In addition, for a general local field $F$ (such as a finite extension $K/\mathbb{Q}_p$), the Milnor K-groups $K_n^M(F)$ are divisible.

=== K_{*}^{M}(F(t)) ===
There is a general structure theorem computing $K_n^M(F(t))$ for a field $F$ in relation to the Milnor K-theory of $F$ and extensions $F[t]/(\pi)$ for non-zero primes ideals $(\pi) \in \text{Spec}(F[t])$. This is given by an exact sequence $$0 \to K_n^M(F) \to K_n^M(F(t)) \xrightarrow{\partial_\pi} \bigoplus_{(\pi) \in \text{Spec}(F[t])} K_{n-1}F[t]/(\pi) \to 0$$ where $\partial_\pi : K_n^M(F(t)) \to K_{n-1}F[t]/(\pi)$ is a morphism constructed from a reduction of $F$ to $\overline{F}_v$ for a discrete valuation $v$. This follows from the theorem there exists only one homomorphism $$\partial:K_n^M(F) \to K_{n-1}^M(\overline{F})$$ which for the group of units $U \subset F$ which are elements have valuation $0$, having a natural morphism $$U \to \overline{F}_v^*$$ where $u \mapsto \overline{u}$ we have $$\partial(l(\pi)l(u_2)\cdots l(u_n)) = l(\overline{u}_2)\cdots l(\overline{u}_n)$$ where $\pi$ a prime element, meaning $\text{Ord}_v(\pi) = 1$, and $$\partial(l(u_1)\cdots l(u_n)) = 0$$ Since every non-zero prime ideal $(\pi) \in \text{Spec}(F[t])$ gives a valuation $v_\pi : F(t) \to F[t]/(\pi)$, we get the map $\partial_\pi$ on the Milnor K-groups.

==Applications==
Milnor K-theory plays a fundamental role in higher class field theory, replacing $K_1^M(F) = F^{\times}\!$ in the one-dimensional class field theory.

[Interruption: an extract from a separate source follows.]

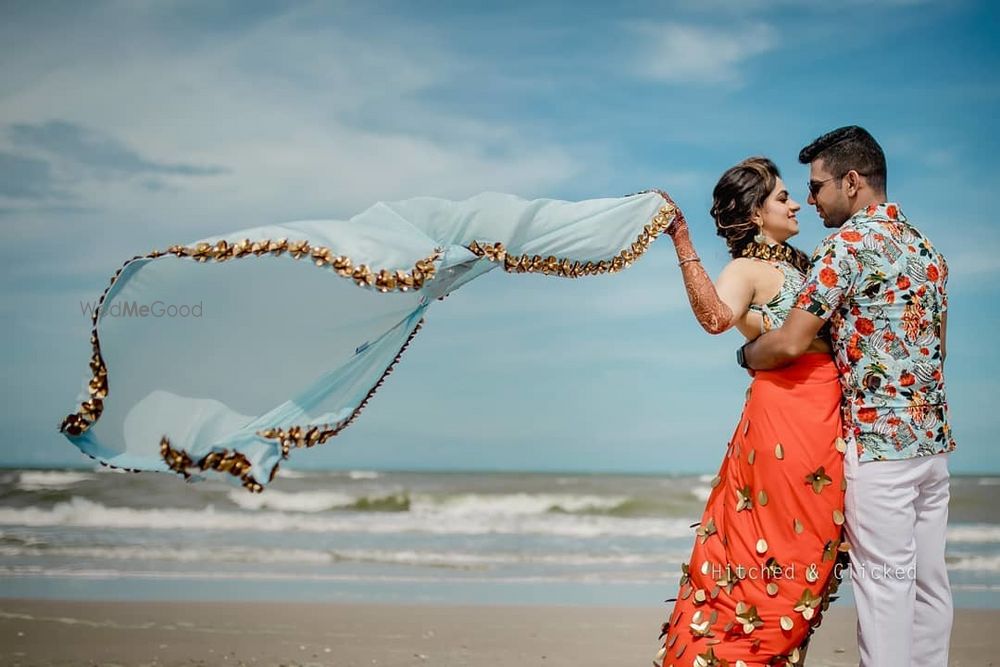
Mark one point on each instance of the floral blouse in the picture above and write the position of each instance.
(881, 284)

Milnor K-theory fits into the broader context of motivic cohomology, via the isomorphism

$K^M_n(F) \cong H^n(F, \Z(n))$

of the Milnor K-theory of a field with a certain motivic cohomology group. In this sense, the apparently ad hoc definition of Milnor K-theory becomes a theorem: certain motivic cohomology groups of a field can be explicitly computed by generators and relations.

A much deeper result, the Bloch-Kato conjecture (also called the norm residue isomorphism theorem), relates Milnor K-theory to Galois cohomology or étale cohomology:

$K^M_n(F)/r \cong H^n_{\mathrm{et}}(F, \Z/r(n)),$

for any positive integer r invertible in the field F. This conjecture was proved by Vladimir Voevodsky, with contributions by Markus Rost and others. This includes the theorem of Alexander Merkurjev and Andrei Suslin as well as the Milnor conjecture as special cases (the cases when $n = 2$ and $r = 2$, respectively).

Finally, there is a relation between Milnor K-theory and quadratic forms. For a field F of characteristic not 2, define the fundamental ideal I in the Witt ring of quadratic forms over F to be the kernel of the homomorphism $W(F) \to\Z/2$ given by the dimension of a quadratic form, modulo 2. Milnor defined a homomorphism:

$$\begin{cases} K_n^M(F)/2 \to I^n/I^{n+1} \\ \{a_1, \ldots, a_n \} \mapsto \langle \langle a_1, \ldots , a_n \rangle \rangle = \langle 1, -a_1 \rangle \otimes \cdots \otimes \langle 1, -a_n \rangle \end{cases}$$

where $\langle \langle a_1, a_2, \ldots , a_n \rangle \rangle$ denotes the class of the n-fold Pfister form.

Dmitri Orlov, Alexander Vishik, and Voevodsky proved another statement called the Milnor conjecture, namely that this homomorphism $K_n^M(F)/2 \to I^n/I^{n+1}$ is an isomorphism.